What follows may or may not ruin your day. May depend on
what you can live with, or without.
According to a recent article in New Scientist, around 22,000,000 tons of cheese were produced last
year. You don’t buy it by the ton, of course. So, that’s 44,000,000,000 pounds.
Seems staggering, but again, with around 7 billion folks potentially eating
cheese, well you can do the arithmetic.
More important is that cheese production is now
significantly greater than in 2000, which produced a still huge 15 million
tons.
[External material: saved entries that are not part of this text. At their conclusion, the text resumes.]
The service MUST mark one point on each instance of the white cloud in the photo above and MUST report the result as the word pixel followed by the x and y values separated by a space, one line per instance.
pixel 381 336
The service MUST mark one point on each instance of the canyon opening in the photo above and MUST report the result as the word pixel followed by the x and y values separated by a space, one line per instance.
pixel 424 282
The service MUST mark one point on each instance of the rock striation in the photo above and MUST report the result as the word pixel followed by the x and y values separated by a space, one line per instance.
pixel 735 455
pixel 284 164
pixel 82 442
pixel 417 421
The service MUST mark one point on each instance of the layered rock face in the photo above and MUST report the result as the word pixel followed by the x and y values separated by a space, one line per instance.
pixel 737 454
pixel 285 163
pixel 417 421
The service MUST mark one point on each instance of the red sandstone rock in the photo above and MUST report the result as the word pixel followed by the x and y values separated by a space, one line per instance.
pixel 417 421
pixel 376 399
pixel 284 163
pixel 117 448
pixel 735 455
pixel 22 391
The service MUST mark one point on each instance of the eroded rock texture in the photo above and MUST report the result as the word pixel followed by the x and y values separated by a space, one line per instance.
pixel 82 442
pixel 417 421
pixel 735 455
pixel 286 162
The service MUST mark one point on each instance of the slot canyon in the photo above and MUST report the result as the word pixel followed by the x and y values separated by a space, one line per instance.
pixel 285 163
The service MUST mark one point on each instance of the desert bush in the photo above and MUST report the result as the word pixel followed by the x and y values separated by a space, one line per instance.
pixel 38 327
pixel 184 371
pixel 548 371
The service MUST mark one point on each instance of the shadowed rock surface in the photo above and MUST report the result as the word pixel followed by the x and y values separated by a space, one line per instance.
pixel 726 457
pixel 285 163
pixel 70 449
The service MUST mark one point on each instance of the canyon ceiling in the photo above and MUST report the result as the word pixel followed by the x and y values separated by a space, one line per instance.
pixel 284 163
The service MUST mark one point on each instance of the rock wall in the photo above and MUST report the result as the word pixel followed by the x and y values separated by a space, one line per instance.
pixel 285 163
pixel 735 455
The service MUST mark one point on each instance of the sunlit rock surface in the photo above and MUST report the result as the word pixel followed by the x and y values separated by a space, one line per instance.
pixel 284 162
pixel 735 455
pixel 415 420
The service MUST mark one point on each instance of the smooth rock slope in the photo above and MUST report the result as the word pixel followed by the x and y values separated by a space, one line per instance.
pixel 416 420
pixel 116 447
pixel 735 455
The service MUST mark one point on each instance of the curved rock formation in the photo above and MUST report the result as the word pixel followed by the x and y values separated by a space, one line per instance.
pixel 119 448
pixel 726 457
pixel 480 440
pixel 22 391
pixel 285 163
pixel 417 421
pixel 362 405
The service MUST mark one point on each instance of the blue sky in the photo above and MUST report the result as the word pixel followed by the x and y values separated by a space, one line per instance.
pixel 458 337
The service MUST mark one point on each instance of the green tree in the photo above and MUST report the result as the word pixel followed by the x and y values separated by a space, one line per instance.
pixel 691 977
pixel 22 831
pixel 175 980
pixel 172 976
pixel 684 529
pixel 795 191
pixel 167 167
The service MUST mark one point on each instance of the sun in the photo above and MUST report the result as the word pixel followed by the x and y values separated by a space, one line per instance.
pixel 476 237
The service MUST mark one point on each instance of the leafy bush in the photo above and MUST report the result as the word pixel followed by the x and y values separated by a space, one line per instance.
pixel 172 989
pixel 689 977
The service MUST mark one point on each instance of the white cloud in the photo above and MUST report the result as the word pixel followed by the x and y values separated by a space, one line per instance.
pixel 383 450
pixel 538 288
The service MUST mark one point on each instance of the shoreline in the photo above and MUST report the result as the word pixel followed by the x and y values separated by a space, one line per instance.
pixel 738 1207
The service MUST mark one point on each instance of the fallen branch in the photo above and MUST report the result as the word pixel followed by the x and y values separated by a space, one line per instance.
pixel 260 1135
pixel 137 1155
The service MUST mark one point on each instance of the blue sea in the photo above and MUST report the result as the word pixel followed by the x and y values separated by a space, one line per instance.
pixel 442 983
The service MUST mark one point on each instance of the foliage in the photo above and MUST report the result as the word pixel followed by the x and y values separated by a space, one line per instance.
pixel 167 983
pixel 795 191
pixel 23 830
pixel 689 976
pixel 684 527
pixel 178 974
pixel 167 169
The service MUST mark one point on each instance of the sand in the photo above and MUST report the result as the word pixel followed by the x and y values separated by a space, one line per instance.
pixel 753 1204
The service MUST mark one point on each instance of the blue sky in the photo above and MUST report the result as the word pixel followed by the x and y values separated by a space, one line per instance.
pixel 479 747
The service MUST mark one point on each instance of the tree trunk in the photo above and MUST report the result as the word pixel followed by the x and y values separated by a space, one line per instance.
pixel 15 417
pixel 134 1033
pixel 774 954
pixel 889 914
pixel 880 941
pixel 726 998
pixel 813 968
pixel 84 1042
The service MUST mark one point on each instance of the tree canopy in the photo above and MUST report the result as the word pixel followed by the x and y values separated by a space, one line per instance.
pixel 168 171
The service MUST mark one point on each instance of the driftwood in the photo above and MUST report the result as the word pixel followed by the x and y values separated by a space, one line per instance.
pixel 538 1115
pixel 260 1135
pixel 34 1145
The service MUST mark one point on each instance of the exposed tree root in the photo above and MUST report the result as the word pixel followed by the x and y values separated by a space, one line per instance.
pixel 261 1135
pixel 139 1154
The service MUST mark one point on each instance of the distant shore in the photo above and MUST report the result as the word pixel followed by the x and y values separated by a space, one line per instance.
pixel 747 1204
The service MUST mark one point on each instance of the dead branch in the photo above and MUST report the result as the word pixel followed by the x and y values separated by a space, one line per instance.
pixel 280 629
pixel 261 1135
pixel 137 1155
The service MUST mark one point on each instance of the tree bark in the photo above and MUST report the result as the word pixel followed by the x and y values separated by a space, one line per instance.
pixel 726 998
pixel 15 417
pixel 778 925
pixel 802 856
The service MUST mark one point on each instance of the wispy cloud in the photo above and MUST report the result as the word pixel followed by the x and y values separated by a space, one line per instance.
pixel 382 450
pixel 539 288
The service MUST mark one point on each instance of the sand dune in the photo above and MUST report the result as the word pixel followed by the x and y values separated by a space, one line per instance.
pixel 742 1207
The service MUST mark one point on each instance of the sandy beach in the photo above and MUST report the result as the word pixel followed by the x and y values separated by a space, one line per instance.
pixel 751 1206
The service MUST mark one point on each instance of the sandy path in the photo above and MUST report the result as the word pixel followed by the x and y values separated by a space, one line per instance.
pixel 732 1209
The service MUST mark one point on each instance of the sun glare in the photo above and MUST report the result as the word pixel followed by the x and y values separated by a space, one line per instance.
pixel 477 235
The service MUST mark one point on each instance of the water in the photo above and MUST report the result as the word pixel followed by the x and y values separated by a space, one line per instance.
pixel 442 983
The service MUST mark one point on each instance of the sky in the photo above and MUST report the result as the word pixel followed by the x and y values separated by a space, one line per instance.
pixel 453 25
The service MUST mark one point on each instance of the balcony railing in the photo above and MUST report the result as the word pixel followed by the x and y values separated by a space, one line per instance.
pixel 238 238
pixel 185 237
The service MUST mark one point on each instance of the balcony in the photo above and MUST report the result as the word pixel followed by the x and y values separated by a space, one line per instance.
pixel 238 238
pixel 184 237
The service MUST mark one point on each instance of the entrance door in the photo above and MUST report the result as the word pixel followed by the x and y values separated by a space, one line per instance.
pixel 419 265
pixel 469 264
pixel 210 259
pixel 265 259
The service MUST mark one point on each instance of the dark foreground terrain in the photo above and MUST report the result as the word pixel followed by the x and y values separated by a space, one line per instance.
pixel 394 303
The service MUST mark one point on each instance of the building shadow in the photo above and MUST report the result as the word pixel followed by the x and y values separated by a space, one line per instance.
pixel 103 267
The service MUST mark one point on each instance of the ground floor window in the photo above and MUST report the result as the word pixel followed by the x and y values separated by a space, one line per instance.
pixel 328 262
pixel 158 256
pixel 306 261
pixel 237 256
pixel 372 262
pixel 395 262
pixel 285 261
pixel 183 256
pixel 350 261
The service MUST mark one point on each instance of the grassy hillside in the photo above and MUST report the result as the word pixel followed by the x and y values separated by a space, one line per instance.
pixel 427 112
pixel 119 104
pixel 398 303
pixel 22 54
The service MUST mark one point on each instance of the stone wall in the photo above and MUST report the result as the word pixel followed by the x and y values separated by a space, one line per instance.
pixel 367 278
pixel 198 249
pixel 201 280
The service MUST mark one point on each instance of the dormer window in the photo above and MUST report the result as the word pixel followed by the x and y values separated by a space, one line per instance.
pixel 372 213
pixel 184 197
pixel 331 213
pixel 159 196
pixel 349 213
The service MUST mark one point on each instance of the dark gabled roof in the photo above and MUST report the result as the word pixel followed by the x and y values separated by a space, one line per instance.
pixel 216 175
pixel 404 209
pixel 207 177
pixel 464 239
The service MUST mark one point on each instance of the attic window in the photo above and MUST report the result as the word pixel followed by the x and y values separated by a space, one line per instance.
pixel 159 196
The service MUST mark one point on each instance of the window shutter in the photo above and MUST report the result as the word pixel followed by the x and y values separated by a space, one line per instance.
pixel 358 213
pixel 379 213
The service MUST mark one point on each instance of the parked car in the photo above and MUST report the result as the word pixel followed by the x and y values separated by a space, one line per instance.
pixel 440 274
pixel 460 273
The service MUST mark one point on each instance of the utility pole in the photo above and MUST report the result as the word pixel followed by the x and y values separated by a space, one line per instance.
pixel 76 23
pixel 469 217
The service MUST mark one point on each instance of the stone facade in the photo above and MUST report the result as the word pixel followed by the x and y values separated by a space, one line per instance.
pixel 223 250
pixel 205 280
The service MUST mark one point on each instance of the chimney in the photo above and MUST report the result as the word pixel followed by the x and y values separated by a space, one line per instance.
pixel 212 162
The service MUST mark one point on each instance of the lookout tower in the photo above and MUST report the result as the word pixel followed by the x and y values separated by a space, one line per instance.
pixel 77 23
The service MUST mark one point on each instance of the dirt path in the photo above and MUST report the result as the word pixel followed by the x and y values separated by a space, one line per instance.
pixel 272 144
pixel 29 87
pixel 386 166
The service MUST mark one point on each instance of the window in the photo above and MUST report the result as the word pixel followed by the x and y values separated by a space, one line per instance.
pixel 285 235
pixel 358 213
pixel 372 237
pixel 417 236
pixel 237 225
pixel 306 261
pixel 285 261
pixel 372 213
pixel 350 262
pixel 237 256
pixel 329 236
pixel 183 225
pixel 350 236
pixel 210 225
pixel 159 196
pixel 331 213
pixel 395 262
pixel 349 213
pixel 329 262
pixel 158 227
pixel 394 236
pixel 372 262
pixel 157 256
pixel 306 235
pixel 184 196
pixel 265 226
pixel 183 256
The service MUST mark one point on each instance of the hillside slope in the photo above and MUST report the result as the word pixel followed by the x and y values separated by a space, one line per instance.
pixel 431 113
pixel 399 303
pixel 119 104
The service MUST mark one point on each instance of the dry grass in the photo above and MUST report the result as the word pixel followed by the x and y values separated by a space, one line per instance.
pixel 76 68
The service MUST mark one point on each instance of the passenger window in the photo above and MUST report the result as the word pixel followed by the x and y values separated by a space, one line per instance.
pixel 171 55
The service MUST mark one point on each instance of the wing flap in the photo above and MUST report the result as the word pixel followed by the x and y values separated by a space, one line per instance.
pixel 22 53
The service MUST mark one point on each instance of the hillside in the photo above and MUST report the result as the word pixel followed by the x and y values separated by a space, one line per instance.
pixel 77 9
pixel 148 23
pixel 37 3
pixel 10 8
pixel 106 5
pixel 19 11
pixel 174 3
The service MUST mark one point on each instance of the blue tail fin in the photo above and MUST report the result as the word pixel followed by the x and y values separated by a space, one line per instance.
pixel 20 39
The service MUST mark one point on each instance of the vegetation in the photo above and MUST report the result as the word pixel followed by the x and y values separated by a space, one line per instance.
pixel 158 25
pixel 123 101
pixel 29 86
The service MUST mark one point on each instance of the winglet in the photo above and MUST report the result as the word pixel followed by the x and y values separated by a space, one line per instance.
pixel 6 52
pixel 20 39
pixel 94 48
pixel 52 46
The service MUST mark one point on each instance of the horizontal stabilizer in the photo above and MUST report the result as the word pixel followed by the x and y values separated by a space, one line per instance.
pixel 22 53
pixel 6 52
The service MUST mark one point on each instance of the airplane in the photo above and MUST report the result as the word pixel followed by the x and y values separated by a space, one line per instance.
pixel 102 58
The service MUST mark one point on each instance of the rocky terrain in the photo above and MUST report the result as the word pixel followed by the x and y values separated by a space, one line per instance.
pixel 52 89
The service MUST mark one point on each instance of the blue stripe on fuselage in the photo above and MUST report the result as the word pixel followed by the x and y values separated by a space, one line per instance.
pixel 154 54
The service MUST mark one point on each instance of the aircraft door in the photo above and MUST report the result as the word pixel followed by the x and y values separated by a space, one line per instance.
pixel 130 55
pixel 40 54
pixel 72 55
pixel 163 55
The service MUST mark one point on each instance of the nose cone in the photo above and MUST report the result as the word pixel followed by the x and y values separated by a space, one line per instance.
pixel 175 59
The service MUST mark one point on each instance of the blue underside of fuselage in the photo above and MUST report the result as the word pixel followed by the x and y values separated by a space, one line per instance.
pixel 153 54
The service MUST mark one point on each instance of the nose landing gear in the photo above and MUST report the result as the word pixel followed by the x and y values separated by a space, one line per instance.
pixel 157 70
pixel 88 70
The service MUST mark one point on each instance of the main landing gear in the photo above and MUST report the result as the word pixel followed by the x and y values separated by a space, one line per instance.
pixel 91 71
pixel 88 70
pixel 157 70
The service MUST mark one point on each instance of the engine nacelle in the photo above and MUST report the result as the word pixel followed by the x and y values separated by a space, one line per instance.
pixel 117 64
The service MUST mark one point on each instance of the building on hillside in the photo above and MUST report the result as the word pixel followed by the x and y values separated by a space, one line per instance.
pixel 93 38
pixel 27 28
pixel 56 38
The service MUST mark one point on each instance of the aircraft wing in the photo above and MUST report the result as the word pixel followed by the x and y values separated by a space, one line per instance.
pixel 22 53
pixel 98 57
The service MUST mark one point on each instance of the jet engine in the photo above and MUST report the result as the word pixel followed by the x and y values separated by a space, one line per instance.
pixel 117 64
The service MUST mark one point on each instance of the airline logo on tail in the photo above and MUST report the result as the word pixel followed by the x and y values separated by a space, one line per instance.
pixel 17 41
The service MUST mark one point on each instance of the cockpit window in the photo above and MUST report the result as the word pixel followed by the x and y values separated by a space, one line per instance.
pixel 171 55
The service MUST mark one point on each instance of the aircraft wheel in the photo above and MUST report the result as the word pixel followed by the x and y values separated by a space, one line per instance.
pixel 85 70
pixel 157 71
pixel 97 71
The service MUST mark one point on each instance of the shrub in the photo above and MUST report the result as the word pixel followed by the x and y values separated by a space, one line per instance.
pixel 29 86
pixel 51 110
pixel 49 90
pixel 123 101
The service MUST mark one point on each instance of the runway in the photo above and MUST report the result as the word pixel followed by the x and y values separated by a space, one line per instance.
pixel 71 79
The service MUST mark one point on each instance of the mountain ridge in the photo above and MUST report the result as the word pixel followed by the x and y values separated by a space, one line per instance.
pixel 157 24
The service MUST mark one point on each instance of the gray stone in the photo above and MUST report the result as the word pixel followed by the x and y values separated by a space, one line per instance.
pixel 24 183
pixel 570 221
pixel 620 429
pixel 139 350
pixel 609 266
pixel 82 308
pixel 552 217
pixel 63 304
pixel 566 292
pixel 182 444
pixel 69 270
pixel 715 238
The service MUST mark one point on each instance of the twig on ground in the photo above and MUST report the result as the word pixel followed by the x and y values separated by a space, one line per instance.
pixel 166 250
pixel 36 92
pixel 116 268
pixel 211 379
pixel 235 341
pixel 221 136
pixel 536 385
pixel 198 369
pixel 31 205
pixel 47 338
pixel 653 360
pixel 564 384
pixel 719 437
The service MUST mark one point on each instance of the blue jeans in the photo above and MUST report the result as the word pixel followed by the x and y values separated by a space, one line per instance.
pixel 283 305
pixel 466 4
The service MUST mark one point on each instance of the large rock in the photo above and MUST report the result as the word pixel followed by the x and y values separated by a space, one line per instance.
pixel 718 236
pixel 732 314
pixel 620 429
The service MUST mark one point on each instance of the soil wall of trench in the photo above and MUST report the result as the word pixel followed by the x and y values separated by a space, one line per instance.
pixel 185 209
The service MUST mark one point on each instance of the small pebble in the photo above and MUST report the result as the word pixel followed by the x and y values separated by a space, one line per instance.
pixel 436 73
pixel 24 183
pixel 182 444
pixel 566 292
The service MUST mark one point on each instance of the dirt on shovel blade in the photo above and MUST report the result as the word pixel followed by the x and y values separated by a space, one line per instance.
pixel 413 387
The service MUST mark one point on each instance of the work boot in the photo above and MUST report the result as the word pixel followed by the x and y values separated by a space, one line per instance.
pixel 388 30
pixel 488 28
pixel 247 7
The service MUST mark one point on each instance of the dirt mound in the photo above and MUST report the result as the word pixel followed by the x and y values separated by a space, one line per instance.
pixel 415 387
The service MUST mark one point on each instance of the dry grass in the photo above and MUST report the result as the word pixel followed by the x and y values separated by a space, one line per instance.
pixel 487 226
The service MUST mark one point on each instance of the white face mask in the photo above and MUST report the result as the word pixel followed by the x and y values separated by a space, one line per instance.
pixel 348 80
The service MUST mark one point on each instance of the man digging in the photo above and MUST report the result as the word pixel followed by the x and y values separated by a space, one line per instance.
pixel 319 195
Which brings to the expansion of milk production, from 480 million tons
in 1970 to around 800 million tons today.
One the fastest growing markets for cheese now is Asia,
by the way.
That economic driver brings us to dairy cows, which in
the US, for example, means a 13% increase in milk per dairy cow between 2007
and 2016. A growing cheese market, rising demand for milk, and voila more
intensive efforts to get production figures up. And so the 20-year-life span
that would occur naturally falls to around 5 for a dairy cow. The end is
typically at the slaughterhouse.
Of course, as we are more and more sensitized to our
carbon footprints, more and more studies are conducted to measure the impact of
our foods, our clothing choices, our modes of travel, our lawn management
practices, and the list goes on.
Milk and yogurt are going to generate about 1.5 pounds of
carbon dioxide to produce around 1 pound of product. (I’m converting kg to lbs,
roughly, but fairly, I think.) About 6 pounds of CO2 for your pound of cream, 10
pounds for your mozzarella, and 13 pounds for cheddar.
The cheeses don’t stand alone when it comes to a carbon
footprint. Most folks know beef production tops out at about 23 pounds of
carbon for 1 pound of meat and lamb weighs in at 20 pounds.
Cheddar cheese on your burger? Groan a bit for this
well-worn slice of wisdom: There is no free lunch.
Oh, for the mozzarella, about a gallon of milk to make 21
ounces of the cheese. Ouch! I always want extra mozzarella.
Pork, chicken, and fresh fish, are lower in producing CO2
than cheese in general (Not all cheeses are equal—see above.) The big winner,
if winning a smaller carbon footprint, would be the lowly bean which is almost
1 for 1 in CO2 vs actual product.
Eat more beans, I guess.
None of this information is meant to do any more than
illuminate what I think the heart of all environmental, economic, political,
and cultural issues—systems, the
better word. The scale and complexity of the physical world with its growing human
population, as one well-known personality discovered, complicate informed
choices.
What to do? The best you can as you deem best.